最初の目的は銀河一周レースでの優勝で、小惑星を避けたりチェックポイントを探したりしながらレースを進めていきます。しかし途中で、ナイキが互いに想い合っていた皇女アテナが誘拐されたことが発覚します。しかもアテナはレース参加者のマシンに囚われているというため、主人公たちはレースと救出の両方に奮戦することになります。
アテナは過去の回想に頻繁に登場し、誘拐された彼女を助けに行く展開からもメインヒロイン的な役割を担っていますが、実際に登場する場面が限られているためあまり愛着は湧きませんでした。それよりも常に傍にいる美歩鈴の方が自然と好きになっていきます。ナイキが12歳のときに助けてから作中の17歳になるまで、5年間もずっと一緒にいた存在ですから、それも当然かもしれません。ピンチの場面でも助けてくれる頼もしさも魅力です。
レース中はほかの参加者と戦ったり妨害されたり助けたりしながらストーリーが進んでいきます。選択肢によっては主人公が死ぬこともあり、適度な緊張感があります。
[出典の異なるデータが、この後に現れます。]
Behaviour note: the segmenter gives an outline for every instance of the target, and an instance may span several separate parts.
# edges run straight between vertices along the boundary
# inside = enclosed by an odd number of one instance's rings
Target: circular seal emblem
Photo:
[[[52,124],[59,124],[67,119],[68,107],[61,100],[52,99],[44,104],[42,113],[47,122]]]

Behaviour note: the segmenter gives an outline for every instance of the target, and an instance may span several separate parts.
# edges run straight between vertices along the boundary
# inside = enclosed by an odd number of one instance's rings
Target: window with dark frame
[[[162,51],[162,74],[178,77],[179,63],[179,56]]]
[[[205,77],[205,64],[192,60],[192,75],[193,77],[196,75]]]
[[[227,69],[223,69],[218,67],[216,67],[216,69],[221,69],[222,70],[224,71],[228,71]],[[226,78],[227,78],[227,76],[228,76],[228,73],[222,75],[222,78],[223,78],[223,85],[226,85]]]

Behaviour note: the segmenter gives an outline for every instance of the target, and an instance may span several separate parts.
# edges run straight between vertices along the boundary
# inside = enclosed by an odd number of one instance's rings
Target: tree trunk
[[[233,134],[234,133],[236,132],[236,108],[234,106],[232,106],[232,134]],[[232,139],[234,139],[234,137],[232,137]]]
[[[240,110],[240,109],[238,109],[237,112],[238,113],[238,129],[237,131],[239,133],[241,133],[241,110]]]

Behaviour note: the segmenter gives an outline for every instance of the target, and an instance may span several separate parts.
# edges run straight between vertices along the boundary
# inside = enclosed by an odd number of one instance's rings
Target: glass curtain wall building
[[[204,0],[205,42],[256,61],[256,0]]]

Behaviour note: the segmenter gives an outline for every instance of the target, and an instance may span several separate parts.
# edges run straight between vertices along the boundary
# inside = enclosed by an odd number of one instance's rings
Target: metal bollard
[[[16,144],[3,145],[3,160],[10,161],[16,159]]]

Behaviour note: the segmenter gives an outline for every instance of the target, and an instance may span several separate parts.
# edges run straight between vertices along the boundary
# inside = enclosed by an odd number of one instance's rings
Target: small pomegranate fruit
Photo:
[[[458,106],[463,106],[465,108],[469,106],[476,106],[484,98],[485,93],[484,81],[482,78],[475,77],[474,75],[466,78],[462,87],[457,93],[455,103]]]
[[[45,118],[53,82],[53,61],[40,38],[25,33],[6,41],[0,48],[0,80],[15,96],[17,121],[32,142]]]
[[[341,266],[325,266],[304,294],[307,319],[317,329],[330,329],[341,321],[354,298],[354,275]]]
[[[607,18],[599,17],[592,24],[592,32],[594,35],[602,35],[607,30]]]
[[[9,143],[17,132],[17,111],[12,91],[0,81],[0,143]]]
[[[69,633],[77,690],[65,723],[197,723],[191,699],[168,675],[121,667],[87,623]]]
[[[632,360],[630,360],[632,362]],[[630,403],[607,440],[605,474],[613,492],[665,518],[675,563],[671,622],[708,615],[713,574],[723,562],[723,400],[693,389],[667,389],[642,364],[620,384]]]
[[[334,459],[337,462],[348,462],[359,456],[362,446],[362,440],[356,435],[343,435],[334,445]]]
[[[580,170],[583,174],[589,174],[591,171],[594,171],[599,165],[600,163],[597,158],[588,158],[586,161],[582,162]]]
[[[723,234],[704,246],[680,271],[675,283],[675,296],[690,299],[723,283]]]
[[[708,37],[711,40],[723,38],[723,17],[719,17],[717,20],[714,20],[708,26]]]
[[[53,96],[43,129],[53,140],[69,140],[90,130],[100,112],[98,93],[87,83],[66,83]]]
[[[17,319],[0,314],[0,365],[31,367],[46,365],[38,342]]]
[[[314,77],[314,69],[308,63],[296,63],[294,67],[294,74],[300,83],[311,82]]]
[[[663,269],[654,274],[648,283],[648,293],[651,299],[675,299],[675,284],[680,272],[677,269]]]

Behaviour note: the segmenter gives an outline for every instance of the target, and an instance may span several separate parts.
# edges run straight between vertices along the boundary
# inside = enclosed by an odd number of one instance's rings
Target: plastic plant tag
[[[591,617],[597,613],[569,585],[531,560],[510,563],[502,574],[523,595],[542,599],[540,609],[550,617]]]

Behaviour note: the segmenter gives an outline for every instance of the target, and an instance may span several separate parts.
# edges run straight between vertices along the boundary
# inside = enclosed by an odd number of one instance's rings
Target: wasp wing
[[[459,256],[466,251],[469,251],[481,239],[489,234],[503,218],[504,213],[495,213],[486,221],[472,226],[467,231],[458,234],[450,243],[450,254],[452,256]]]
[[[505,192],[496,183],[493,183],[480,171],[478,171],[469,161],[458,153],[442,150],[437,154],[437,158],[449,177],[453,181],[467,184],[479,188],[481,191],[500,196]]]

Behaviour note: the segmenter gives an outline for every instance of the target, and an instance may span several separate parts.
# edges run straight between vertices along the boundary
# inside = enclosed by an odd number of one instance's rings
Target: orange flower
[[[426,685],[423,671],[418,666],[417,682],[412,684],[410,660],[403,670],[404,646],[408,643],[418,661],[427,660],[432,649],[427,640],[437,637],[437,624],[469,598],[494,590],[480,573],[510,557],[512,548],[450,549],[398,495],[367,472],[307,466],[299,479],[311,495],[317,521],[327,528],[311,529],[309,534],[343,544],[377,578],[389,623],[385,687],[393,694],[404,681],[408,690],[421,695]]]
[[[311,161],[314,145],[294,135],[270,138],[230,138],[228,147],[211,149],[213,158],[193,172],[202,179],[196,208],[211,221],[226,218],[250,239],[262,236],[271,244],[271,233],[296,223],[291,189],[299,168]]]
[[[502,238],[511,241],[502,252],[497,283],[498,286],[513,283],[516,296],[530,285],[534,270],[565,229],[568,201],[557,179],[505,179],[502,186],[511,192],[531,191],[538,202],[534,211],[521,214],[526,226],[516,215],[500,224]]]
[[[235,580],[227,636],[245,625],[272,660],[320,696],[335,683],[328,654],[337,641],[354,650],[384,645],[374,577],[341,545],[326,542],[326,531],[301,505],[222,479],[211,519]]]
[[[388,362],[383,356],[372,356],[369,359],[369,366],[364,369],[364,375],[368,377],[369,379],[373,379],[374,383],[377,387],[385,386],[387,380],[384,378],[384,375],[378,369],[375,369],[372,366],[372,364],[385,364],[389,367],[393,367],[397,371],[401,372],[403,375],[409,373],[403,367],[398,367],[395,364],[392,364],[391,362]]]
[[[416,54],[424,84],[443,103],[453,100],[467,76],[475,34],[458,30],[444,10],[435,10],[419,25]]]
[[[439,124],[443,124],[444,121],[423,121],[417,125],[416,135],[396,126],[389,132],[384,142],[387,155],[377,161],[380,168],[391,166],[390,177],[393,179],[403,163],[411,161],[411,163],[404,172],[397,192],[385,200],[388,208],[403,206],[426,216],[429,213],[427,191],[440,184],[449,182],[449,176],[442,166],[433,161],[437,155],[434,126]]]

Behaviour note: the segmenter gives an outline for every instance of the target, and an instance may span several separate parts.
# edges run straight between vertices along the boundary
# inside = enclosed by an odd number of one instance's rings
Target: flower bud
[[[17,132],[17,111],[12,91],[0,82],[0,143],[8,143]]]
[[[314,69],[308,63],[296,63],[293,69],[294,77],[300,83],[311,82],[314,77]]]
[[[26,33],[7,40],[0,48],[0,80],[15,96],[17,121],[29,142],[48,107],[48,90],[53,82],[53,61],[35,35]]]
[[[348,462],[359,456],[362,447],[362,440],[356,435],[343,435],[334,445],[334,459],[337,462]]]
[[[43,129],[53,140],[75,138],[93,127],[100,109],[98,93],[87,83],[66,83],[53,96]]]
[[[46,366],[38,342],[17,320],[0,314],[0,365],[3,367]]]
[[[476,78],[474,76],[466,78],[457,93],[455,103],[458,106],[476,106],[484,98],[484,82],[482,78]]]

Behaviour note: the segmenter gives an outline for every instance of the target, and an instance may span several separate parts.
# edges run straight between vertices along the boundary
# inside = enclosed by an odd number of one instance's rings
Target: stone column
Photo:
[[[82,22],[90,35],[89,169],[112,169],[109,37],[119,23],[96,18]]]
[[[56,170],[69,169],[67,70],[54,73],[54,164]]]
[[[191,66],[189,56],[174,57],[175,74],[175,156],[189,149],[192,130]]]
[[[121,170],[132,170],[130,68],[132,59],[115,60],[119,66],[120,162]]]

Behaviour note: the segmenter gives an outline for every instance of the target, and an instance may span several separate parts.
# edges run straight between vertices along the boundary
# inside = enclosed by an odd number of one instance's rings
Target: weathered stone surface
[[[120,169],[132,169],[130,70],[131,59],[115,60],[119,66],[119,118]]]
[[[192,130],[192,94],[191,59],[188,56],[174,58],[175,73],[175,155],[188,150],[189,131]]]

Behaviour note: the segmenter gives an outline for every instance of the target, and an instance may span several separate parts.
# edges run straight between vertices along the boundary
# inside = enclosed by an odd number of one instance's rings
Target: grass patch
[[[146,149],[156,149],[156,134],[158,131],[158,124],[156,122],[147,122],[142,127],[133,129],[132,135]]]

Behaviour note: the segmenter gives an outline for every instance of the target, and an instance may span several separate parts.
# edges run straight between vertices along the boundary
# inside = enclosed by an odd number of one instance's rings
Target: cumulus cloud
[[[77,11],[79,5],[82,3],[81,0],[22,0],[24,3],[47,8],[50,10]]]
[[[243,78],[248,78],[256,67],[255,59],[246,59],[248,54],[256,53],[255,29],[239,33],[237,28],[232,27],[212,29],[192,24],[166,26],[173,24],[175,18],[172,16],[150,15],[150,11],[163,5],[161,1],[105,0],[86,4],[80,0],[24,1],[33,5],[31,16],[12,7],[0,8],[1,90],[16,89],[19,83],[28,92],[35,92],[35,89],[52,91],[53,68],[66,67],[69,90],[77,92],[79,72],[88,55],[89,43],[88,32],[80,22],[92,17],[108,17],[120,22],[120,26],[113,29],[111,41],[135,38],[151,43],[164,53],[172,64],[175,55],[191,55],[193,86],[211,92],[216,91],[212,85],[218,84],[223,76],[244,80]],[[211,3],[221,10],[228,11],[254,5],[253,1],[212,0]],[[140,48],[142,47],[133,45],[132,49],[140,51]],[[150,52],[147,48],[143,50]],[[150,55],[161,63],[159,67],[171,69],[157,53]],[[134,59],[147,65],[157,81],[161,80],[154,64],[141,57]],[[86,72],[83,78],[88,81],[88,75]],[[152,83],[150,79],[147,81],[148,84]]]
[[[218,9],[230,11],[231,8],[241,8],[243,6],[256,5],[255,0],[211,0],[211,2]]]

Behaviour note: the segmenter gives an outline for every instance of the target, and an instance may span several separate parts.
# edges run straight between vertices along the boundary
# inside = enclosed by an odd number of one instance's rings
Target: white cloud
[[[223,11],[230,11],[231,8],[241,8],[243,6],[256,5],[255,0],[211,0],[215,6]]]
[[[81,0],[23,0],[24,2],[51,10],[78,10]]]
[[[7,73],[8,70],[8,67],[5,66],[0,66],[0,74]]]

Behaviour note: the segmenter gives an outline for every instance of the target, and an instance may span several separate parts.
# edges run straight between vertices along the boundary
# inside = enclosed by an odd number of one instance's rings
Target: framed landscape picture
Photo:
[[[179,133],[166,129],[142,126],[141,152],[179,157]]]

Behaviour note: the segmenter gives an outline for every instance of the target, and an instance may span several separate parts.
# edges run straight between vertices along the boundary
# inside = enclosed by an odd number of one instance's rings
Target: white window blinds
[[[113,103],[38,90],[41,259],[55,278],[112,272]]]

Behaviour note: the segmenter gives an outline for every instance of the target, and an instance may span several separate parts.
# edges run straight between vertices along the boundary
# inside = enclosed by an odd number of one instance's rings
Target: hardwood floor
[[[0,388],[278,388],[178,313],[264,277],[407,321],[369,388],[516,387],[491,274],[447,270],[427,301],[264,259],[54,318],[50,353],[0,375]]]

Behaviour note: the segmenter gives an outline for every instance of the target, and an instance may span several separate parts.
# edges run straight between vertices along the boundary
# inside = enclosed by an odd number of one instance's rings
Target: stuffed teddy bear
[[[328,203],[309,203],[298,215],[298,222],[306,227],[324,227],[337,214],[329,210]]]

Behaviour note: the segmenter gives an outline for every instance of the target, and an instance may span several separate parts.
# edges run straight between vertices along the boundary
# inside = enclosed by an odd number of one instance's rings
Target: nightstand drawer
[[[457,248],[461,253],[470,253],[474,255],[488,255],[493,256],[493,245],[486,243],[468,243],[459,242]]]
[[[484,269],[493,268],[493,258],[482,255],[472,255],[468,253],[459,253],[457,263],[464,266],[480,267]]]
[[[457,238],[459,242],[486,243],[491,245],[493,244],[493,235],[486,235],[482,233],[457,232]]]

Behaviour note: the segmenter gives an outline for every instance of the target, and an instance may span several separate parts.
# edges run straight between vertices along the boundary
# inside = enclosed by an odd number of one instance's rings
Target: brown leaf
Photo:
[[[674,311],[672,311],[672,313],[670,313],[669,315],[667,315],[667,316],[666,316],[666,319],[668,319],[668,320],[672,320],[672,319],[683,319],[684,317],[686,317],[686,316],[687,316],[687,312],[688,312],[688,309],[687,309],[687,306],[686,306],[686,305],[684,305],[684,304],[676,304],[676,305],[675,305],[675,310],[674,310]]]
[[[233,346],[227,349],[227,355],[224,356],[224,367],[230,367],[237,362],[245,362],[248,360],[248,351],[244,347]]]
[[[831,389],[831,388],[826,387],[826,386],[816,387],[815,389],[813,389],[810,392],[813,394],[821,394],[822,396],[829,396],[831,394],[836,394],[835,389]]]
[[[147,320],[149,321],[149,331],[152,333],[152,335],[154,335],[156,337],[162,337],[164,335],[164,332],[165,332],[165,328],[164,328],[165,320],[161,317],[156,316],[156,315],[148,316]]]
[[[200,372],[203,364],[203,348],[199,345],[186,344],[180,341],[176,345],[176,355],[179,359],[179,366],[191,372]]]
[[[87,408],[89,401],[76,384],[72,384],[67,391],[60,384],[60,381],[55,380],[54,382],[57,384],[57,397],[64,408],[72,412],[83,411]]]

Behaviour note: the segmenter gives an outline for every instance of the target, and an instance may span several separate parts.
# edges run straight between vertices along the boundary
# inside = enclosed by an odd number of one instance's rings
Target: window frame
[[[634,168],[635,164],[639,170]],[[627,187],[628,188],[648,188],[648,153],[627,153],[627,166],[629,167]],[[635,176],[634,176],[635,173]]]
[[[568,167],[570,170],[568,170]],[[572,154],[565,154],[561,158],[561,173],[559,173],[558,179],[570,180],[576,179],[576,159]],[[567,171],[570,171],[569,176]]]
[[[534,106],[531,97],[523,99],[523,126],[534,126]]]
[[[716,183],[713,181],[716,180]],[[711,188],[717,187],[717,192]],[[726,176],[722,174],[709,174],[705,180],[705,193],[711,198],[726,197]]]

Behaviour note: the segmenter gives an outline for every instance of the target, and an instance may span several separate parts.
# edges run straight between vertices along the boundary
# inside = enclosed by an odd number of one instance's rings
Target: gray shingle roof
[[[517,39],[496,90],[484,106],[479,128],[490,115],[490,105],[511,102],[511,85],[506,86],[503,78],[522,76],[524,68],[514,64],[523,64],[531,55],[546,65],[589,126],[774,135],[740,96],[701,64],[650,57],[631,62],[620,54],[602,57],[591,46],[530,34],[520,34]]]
このゲームの見せ場にして最大の評価ポイントはアテナ救出後の展開です。美歩鈴のナイキに対する想い、マシンであるはずのSDCが死ぬつもりの美歩鈴を助けようとするところなどです。二人は離れ離れになりますが、美歩鈴はSDCとナイキへの想いを胸に生きていくことを選びます。切ない結末ながら、希望を持って前に進む終わり方は心に残りました。

最後に「To Be Continued」とある点は続編を期待せずにはいられませんが、さすがにもう難しいでしょうね。これほど良い作品がほとんど知られていないのは惜しいですが、プレイ自体が困難な状況では仕方ないのかもしれません。